Using "Best-Effort" Traffic to Assist in Guaranteeing Bandwidths

The prevalence of "best-effort" traffic in IP networks has already been discussed. The presence of best-effort traffic in a network produces important advantages:

• It is likely that a relatively small amount of traffic in an IP network requires guarantees of QoS, and that the rest of the traffic requires best effort.
  
  
• If most of the traffic is best effort, good QoS can be ensured simply by giving precedence to the "higher classes" of traffic. The traffic requiring good QoS can be given the ability to "push" best-effort traffic out of the way, in order to provide good QoS for the premium traffic.
  
  

The second bullet explains why best-effort traffic is an advantage in providing QoS: it can be used to "cushion" premium traffic, ensuring that the premium traffic gets premium service. This scenario is the key to the "Differentiated Services" approach to service quality.

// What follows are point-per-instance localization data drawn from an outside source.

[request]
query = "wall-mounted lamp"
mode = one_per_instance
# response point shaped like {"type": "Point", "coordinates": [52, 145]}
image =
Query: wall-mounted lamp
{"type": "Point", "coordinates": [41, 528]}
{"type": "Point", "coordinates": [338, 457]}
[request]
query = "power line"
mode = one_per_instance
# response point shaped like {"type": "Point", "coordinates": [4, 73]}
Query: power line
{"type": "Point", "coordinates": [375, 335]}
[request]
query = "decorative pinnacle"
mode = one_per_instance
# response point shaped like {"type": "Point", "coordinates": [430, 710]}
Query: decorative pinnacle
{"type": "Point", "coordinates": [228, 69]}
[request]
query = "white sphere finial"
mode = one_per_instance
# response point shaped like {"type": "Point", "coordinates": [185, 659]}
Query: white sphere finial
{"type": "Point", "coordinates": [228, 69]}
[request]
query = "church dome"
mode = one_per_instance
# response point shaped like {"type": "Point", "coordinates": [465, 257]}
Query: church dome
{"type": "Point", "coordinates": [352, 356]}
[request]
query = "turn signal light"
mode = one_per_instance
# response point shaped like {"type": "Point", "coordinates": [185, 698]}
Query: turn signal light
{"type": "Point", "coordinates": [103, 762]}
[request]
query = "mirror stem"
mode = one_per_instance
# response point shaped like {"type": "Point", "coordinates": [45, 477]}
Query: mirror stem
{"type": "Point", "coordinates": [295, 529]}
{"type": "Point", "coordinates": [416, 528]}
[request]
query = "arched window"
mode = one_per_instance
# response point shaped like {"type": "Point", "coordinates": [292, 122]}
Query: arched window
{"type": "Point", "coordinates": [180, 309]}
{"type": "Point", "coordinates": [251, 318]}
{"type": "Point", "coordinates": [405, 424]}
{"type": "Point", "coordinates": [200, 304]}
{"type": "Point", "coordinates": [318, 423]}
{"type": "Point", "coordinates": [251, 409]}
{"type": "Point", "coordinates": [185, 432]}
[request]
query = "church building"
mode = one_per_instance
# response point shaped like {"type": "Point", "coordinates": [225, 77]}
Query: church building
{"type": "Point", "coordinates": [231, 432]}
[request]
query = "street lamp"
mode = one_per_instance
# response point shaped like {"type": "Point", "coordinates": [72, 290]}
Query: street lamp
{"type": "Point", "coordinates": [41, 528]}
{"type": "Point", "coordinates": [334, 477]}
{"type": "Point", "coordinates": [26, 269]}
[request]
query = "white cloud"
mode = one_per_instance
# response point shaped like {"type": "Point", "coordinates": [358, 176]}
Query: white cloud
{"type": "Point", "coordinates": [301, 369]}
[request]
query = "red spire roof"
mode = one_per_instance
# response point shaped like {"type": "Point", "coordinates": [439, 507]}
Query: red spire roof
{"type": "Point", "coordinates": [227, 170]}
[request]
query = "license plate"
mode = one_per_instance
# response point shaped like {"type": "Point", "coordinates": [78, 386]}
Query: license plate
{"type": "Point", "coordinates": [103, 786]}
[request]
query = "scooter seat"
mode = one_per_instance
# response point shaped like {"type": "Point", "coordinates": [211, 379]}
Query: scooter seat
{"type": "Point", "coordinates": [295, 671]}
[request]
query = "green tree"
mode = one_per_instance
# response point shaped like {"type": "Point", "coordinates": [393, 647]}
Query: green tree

Figure 29 shows how differentiated services can work to ensure that premium traffic gets good service. The network operator allocates bandwidth to two classes of service on a particular link. Best-effort traffic is allocated B0, and the premium traffic is allocated Bp. Note that Bp is greater than the estimated bandwidth of premium traffic, meaning that the premium traffic gains access to its required bandwidth even if the actual requirement is much greater than the estimated requirement. The best-effort traffic guarantees almost nothing—after all, it is best effort traffic, meaning that the best-effort traffic can have bandwidth denied in order to meet the requirements of premium traffic. This scenario occurs for most of the time in Figure 29: the best-effort traffic does not get all the bandwidth that it could use. On the other hand, all the premium traffic is carried. Using this method, differentiated services can give excellent QoS to premium traffic, under two conditions:

• A substantial amount of traffic is best-effort traffic.
  
  
• An estimate can be made of the premium traffic load on the link, so that a larger value Bp can be allocated in proportion¹².
  
  

Since almost all IP traffic today is best effort, and IP traffic loads are growing much faster than other traffic, for example, circuit-switched voice, the first condition is likely to hold in future networks. Unusual cases where this doesn't hold are discussed in the section "What if There Isn't Much Best-Effort Traffic in My Network?." The second condition is easy to meet, and this topic is discussed next.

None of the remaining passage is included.